В пределах созданных «мнемонических континуумов» прошлое структурируется в соответствии с определенными моделями. Эти мнемонические модели имеют социальное происхождение и имеют решающее значение для наделения определенного события тем или иным значением. Социолог Э. Зерубавель пишет об этом так: «Я полагаю, что историческое значение событий существенным образом связано со способом их расположения в наших умах vis-a-vis по отношению к другим событиям, с их структурной позицией в рамках таких «исторических сценариев», как «водоразделы», «катализатор», «последняя капля»13. В рамках этих «мнемонических континуумов» повествование может быть организовано, например, вокруг образов прогресса, упадка, циклизма, движения от упадка к возрождению и от возрождения к упадку. При этом для каждого конкретного культурного контекста характерно преобладание нарративов определенного типа. Например, романтическая польская историография рисовала картину блестящего развития польской цивилизации, прерванного в конце XVIII века коварством и агрессивностью вероломных соседей, а так называемая «краковская школа» историков видела в польском прошлом картину нарастающего упадка и деградации, приведших к падению страны прежде всего в силу внутренних проблем и недостатков социально-политической и экономической систем.
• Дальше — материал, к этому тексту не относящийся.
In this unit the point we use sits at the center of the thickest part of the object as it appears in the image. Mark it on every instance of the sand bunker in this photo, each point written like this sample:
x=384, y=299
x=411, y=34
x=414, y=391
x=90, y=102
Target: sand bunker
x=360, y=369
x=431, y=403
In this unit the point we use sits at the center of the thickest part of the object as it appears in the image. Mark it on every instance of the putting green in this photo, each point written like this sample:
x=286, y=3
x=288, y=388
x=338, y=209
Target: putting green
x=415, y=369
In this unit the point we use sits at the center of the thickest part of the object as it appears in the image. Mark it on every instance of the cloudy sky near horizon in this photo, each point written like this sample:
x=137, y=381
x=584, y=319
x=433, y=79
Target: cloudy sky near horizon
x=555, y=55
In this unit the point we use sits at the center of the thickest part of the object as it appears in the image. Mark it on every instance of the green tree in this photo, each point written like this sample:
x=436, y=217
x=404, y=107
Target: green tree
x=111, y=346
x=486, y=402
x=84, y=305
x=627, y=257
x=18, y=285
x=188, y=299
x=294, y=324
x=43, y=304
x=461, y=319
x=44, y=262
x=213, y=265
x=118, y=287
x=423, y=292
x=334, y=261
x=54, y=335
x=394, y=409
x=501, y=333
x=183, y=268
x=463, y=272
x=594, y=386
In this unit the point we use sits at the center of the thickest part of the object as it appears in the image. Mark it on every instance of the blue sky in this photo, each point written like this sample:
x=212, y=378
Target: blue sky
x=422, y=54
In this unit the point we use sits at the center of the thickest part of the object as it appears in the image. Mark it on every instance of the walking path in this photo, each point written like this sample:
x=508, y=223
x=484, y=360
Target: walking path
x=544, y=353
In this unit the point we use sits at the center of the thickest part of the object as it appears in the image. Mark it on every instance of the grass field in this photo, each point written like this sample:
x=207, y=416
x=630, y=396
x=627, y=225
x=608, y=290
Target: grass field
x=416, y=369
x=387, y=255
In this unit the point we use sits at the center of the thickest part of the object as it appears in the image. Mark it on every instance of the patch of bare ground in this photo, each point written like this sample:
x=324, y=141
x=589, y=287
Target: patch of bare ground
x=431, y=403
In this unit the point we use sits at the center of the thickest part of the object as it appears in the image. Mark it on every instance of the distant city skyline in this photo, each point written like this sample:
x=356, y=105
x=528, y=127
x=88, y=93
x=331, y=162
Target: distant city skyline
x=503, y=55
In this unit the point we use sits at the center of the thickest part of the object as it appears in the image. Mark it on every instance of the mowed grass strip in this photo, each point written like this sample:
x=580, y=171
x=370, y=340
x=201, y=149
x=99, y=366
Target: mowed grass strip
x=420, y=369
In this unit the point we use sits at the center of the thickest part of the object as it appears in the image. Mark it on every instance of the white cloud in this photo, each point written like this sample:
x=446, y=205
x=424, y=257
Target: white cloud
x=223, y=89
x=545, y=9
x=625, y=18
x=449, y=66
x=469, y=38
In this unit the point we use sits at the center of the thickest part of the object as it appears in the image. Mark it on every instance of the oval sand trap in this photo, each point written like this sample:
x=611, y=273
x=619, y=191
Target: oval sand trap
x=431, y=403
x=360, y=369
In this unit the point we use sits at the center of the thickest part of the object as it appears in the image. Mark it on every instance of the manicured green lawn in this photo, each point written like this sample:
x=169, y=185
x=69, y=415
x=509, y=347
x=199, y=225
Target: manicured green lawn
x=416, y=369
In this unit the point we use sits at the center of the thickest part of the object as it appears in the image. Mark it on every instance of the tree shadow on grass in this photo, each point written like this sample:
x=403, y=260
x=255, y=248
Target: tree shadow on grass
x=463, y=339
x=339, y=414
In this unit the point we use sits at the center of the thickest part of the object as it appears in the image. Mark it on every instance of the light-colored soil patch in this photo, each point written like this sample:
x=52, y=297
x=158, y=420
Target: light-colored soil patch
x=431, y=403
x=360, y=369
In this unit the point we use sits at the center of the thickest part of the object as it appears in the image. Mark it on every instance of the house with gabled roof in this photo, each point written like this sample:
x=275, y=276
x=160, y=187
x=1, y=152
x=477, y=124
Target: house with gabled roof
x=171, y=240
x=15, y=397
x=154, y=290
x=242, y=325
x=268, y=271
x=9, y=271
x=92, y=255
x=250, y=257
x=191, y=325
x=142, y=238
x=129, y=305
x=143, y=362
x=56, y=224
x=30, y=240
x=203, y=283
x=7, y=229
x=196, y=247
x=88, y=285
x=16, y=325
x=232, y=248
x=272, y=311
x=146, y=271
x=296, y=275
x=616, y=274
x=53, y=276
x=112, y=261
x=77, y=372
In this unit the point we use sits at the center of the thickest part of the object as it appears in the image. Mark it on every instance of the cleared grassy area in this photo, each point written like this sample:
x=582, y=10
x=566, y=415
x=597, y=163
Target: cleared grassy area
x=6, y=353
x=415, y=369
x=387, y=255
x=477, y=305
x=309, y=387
Манипуляции памятью: пределы возможного. Очевидно, что манипуляции с коллективной памятью являются наиболее эффективными стратегиями в области «политики идентичности», позволяющими создавать или, напротив, уничтожать определенные идентичности, манипулировать культурным многообразием. Положение о том, что образ прошлого является социокультурным конструктом, а не данностью, сегодня практически никем не оспаривается. Проблемой является, однако, степень податливости этого образа к манипуляциям.

Наследие Хальбвакса в этом отношении неоднозначно. С одной стороны, он рассматривает коллективную память как постоянно подвергающуюся переструктурированию и переконструированию в соответствии с текущими потребностями. С другой стороны, в его работах подчеркивается роль памяти в поддержании стабильности и солидарности социальных общностей, она рассматривается как консервативная сила, поддерживающая порядок и стабильность.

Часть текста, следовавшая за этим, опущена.